Just as I'm getting the hang of things, I experience the big uh-oh moment every parent dreads. While we're away for the weekend and I am busy deliberating over which outfit to put on Chase, I hear a thud that makes my heart sink like an anchor down to the soles of my feet. I turn around to discover that he's wiggled himself right off the bed and dropped two feet to the floor, where he's landed smack on his head. Keith warned me this would happen eventually, but I never thought it would happen at 5 weeks and certainly not on my watch.
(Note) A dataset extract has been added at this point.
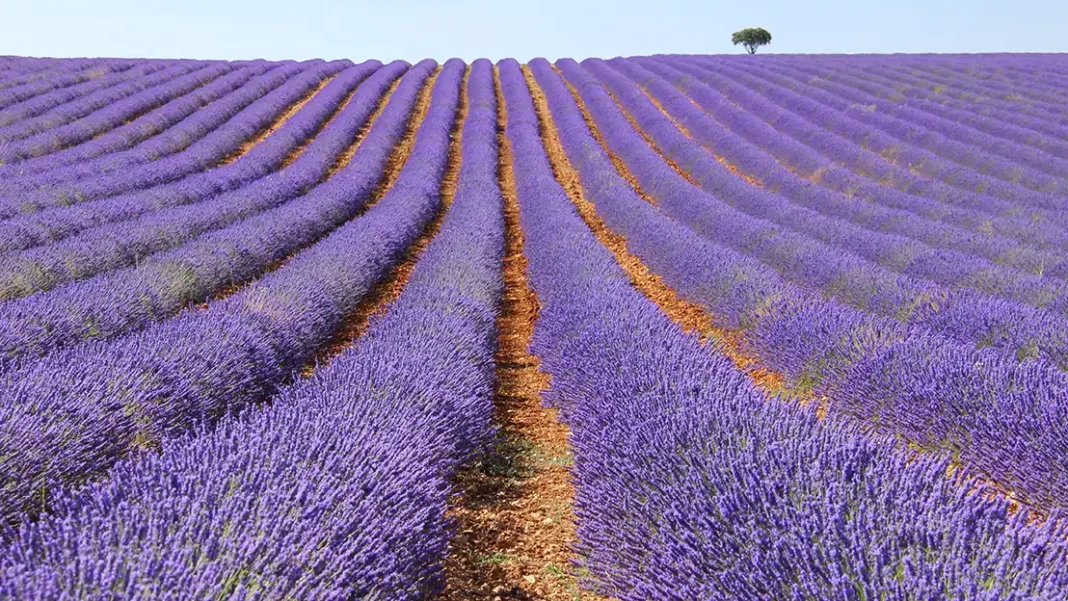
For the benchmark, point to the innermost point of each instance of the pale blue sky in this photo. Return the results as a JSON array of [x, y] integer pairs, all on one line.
[[414, 29]]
I stare down at my baby in disbelief. What should I do? Is it like a car accident, where you're not supposed to move the victim? My instincts take over, and I snatch Chase up and comfort him with soothing shushing sounds. Miraculously he stops crying after a few minutes. I call Keith and tell him to come home immediately. When he does, he demands, "How did this happen?"
"I don't know," I say, deciding that he wouldn't exactly appreciate the fashion-dilemma excuse.
As we rush Chase to a doctor we use in the area, Keith continues with the third degree. Luckily, the doctor assures us that he's fine and gives us signs to watch for, including vomiting and sleeping through his feedings.
Of course, Chase sleeps the entire afternoon as Keith, who is still angry and upset, and I, feeling like The Worst Mother in the World, sit quietly near him. I pump Keith for details about the time his son Adam rolled off the changing table at 11 months.
"A changing table is even higher than a bed, and he was okay, right?" I say, looking for reassurance.
"Babies are resilient," he says, softening. He slips his hand in mine.
We wait and wait, and finally it comes.
"Did you hear that?" I say to him.
"What?" he says, cocking an ear.
"Waa-waa-waa-waa-WAAAHHH!" interrupts Chase, in his trademark feed-me rooster cry.
Giddy with relief, we look at each other and simultaneously blurt, "I'm sorry."
I forgive Keith for overreacting, and he forgives me for making a mistake. I'm sure our roles will be reversed before the week is out.
"Parenting is humbling," he says to me as we rush to our son.
That, we both can agree on.
As I feed Chase, Keith wraps his arms around the two of us. I'm overcome with tears once again. But for the first time, the tears are not sad. I'm simply overwhelmed at the miracle of how intensely I love this little man who has so much to teach my husband and me about each other, and ourselves.